A little black ball. Black, spotted nose, wet on the side, with a dribble of left over pumpkin from dinner. This little black ball goes by the name of Alejandro. He’s no lover, as sung in the song “Alejandro” by Lady Gaga, rather, a dog. By dog, I mean friend, life long friend. I never thought I’d become friends with a dog, but contrary to my willingness to not become friends with him, it happened anyway.
I vaguely remember his first trip home from the breeder’s house, just 100 miles away from my home. The car ride to and from seemed giddy to me. My smile grew larger, but the feelings inside of me actually felt nervous, a churning of my stomach.
I had never owned a dog, let alone played with one for more than a half hour. Dogs were intimidating by every means to me, until I owned one myself.
I had to keep in mind Alejandro was only a puppy, curious about the world, his surroundings and, of course, his next meal. His triumph to bite my mother’s legs and mine only grew towards the anger I had. Of course, the anger I had for my dog was only because he seemed to only want to torture me with his biting. The months of teething and biting eventually wore off, and within those months, I remember attempting to befriend my dog, but sometimes my attempts became failures. I was now led to believe my dog would never like me.
But something changed just a few, short months ago. It might be Alejandro’s age, or it might be mine, but the dynamic between the two of us became different. I predominantly began to love my dog – and for no apparent reason! We had formed a mutual bond for each other, without even inching towards each other. You must know I was deathly afraid to approach my dog, knowing his teeth could puncture my feet at any moment. The months of endless torture (or so it seemed) really only pulled us together. Cliché, I know.
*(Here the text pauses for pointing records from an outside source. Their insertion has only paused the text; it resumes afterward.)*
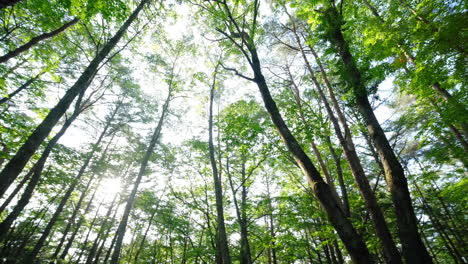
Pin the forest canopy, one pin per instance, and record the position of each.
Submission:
(243, 131)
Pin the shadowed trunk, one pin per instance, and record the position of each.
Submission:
(36, 40)
(16, 164)
(222, 244)
(144, 163)
(413, 247)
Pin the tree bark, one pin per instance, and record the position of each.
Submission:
(144, 163)
(245, 254)
(14, 167)
(222, 243)
(36, 40)
(45, 233)
(21, 88)
(7, 3)
(391, 252)
(351, 239)
(413, 247)
(339, 172)
(35, 173)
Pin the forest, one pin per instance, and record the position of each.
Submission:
(233, 131)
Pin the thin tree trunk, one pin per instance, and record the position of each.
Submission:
(222, 243)
(7, 3)
(36, 40)
(245, 254)
(21, 88)
(16, 164)
(85, 242)
(351, 239)
(35, 173)
(144, 163)
(413, 247)
(97, 240)
(339, 172)
(32, 256)
(71, 220)
(142, 244)
(391, 252)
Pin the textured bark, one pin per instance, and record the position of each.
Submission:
(36, 40)
(77, 227)
(85, 242)
(71, 221)
(14, 167)
(21, 88)
(460, 107)
(390, 250)
(144, 163)
(72, 218)
(245, 253)
(142, 244)
(7, 3)
(222, 244)
(351, 239)
(35, 173)
(339, 172)
(94, 248)
(414, 250)
(105, 236)
(45, 233)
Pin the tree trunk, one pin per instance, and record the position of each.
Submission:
(35, 173)
(351, 239)
(85, 242)
(142, 244)
(45, 233)
(222, 243)
(144, 163)
(72, 218)
(36, 40)
(339, 172)
(245, 254)
(413, 247)
(21, 88)
(14, 167)
(102, 229)
(7, 3)
(390, 249)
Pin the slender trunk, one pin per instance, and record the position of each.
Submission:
(436, 85)
(144, 163)
(390, 249)
(85, 242)
(142, 244)
(35, 173)
(36, 40)
(413, 247)
(16, 164)
(457, 257)
(72, 218)
(32, 256)
(351, 239)
(15, 192)
(222, 243)
(245, 254)
(21, 88)
(111, 247)
(97, 240)
(270, 223)
(339, 172)
(7, 3)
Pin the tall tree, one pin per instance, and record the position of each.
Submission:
(16, 164)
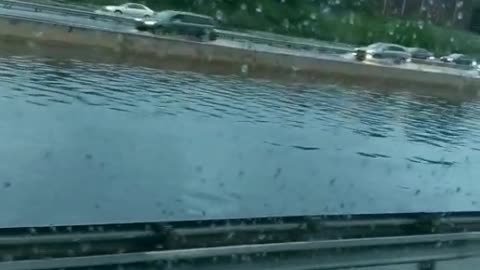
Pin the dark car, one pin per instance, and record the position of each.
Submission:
(459, 59)
(420, 53)
(181, 23)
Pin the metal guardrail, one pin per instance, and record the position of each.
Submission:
(282, 43)
(288, 243)
(37, 7)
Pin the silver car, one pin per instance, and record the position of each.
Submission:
(133, 10)
(180, 23)
(397, 53)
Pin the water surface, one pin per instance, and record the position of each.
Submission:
(99, 143)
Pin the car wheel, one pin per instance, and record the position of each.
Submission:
(212, 36)
(158, 31)
(400, 61)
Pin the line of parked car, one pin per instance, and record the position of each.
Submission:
(200, 27)
(400, 54)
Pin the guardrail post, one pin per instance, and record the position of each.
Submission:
(428, 265)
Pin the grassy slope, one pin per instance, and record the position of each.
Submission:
(340, 22)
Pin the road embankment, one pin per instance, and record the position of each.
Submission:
(218, 58)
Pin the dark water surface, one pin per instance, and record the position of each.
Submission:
(99, 143)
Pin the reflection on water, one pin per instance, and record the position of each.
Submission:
(104, 143)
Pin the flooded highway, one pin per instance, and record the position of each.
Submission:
(101, 143)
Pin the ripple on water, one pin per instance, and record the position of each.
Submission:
(358, 129)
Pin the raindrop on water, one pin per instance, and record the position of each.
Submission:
(244, 69)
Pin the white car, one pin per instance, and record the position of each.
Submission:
(129, 9)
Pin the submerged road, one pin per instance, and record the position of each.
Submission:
(103, 143)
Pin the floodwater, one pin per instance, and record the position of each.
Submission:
(100, 143)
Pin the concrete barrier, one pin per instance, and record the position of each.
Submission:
(170, 51)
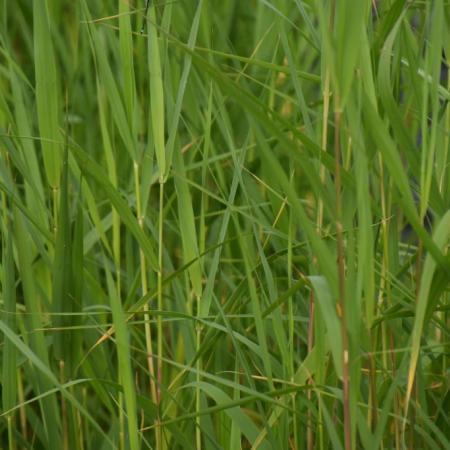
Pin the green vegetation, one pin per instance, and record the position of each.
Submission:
(224, 224)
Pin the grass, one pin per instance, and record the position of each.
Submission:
(227, 228)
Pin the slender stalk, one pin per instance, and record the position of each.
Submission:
(341, 279)
(159, 324)
(198, 366)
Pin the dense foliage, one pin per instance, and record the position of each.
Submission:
(224, 224)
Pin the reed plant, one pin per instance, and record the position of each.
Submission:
(224, 224)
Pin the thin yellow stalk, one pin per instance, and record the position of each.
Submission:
(341, 277)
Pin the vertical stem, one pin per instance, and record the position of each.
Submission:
(198, 433)
(160, 305)
(341, 276)
(64, 409)
(144, 287)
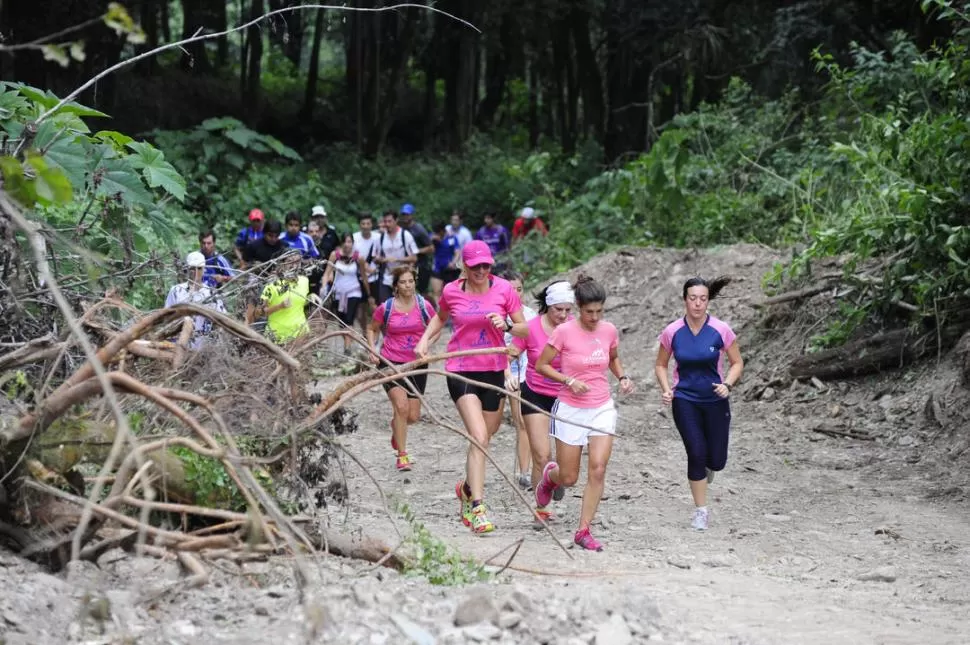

I always thought it was silly when people would say, “he’s our dog – he’s part of the family” but now I see all too clearly that it’s true. A dog is vulnerable. He or she only gets fed when its owner wishes to do so, whether that be at 5pm or 12pm! Dogs have butt-sniffing friends, but nothing like what their owners provide for them. A warm fire in the winter, a cool air-conditioned room in the summer, a pile of leaves in the fall, and a vase full of orchids in the spring – that’s what a dog’s home is. Their owners are there for them – caring for them, living for them, and so on. I didn’t want to believe I was becoming a dog lover, but I was. I squinted my eyes at the thought of knowing I could get along with this ‘guy.’
The most exciting feeling I feel at the end of everyday is pure thrill. Yes, it’s thrilling to see my dog wag his black tail in a clock wards direction at me as he trots to the door. His squinting eyes roll back in his head as he moves his foot towards his Hine legs for a scratch. My constant “you’re so CUTE. I love you. I love you. I love you” voice is probably beginning to wear thin on him, but I lead myself to believe he’s enjoying it. The spectacle is quite adorable. What I can truly gather from a yearlong friendship with a dog is this: dogs are friends. It’s one of the main reasons dog gravitated towards humans as early as existence tells us. We’re creatures of habit, and so are dogs. We live off of knowing there is another creature who’s kind-heart can fulfill our own hearts, without the possibility of talking back to us. (Does barking count as talking back?)
I will admit my heart stops beating when Alejandro’s piercing bark echoes throughout the room, but this time around, I’m ready to welcome him with open arms.